Allahabad High Court High Court

Avneet Singh S/O Sri Yashveer … vs State Of U.P. Through (D.M.) And … on 22 August, 2005

Allahabad High Court
Avneet Singh S/O Sri Yashveer … vs State Of U.P. Through (D.M.) And … on 22 August, 2005
Equivalent citations: I (2006) BC 158
Author: A Saran
Bench: A Saran


JUDGMENT

Amar Saran, J.

1. This application under Section 482 Cr.P.C. has been filed for quashing of the prosecution of the applicant under Section 138 of the Negotiable Instruments Act (for short, the Act) and summoning order dated 16.2.2004 and the order rejecting the protest petition dated 11.4.2005.

2. The grounds for challenging the said proceedings and order were that as a matter of fact the applicant had made payment on different dates in respect of the bounced cheque. This contention is mentioned in paragraphs 4 and 5 of the applicant’s application. Whether the applicant has or has not made the requisite payment is a question of fact which can only be considered by the trial court and cannot be considered in the present proceedings under Section 482 Cr.P.C.

3. The second contention of the learned counsel for the applicant was that it was mandatory to make the company also an accused and cognizance should not have been taken when only the applicant was made an accused in the complaint filed by the complainant dated 19,1.2004. It may be mentioned that the applicant has been shown as the managing director of the firm and that there is no legal bar to the complaint only being filed against a managing director of the firm which was engaged in purchase of milk from the dairy of the complainant. This position has been settled by the Hon’ble Supreme Court in Anil Hada v: Indian Acrylic Ltd.: wherein it has been mentioned in para 21 that even if the prosecution proceedings against the company were not taken or caould not be continued, it is no bar to the proceedings against the other persons falling within purview of Sub-section (1) and (2) of Section 141 of the Act. The learned counsel for the applicant was unable to show any case-law to the contrary.

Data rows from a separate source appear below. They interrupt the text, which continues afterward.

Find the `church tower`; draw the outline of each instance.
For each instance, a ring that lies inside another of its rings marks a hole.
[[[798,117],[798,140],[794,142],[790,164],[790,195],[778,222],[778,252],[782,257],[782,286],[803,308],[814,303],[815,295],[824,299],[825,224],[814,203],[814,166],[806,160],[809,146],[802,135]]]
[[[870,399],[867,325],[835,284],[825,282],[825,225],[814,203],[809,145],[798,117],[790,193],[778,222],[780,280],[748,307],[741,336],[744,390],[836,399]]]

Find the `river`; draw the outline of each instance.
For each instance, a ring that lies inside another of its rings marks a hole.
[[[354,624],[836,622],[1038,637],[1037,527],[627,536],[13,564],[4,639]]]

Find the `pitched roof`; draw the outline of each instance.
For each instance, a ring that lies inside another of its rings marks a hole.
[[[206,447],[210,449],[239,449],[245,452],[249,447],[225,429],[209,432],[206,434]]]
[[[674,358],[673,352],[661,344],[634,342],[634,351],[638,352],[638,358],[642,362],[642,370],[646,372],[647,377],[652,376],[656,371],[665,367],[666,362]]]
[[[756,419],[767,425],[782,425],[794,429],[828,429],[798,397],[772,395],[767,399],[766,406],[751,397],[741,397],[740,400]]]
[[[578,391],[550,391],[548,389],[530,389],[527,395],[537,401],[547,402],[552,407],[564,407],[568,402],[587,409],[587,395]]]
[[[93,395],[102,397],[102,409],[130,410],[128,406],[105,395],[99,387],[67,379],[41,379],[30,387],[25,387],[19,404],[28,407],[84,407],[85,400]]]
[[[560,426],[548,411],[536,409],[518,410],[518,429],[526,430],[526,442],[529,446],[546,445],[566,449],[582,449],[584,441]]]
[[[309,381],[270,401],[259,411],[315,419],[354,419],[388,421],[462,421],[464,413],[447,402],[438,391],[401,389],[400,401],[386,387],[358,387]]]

4. The next submission made by the learned counsel for the applicant is contained in paragraph 7 of the supplementary affidavit to the effect that no notice was given under Section 138(b) of the Act to the company as well as to the applicant requiring them to make payment on the defaulted amount. As I have held above that it was not imperative for the complainant to make the company an accused, hence there was no question of serving notice on the company. So far as the applicant is concerned, it is clearly mentioned in the complaint itself that the notice was given to the applicant on 18.12.2003 to make the payment of the amount in respect of which the cheque has remained unencashed. Whether or not this notice was in fact given is a matter to be investigated by the trial court and not this court in proceedings under Section 482 Cr.P.C.

5. The fourth point raised by the learned counsel for the applicant was that there was an order of stop payment to the banker, hence the cheque ceases to be a negotiable instrument, hence there was no legal liability on the applicant to make payment on the said cheque. This proposition is in the teeth of the decision of the apex court in Modi Cements Ltd. v. Kuchil Kumar Nandi : (1998) SCC 249 which has held that Section 138 would be attracted even if a cheque is dishonoured because of stop payment instruction to the bank. This decision has overruled the earlier decision of the apex court to the contrary in K.K. Sridharthan v. T.P. Praveena Chandran: , which supported the contention of the applicant’s counsel.

6. Finally, it was argued that the dispute between the parties is of civil nature and criminal proceedings ought to have not been taken against the applicant. As the allegations in the complaint was clearly that the cheque was dishonoured, an offence under the Act was disclosed and nothing turns on the argument of the learned counsel for the applicant that the dispute between the parties was of civil nature.

7. In this view of the matter, there is no force in this application under Section 482 Cr.P.C. and the same is dismissed. Dt: 22.8.2005/sks. AS-42.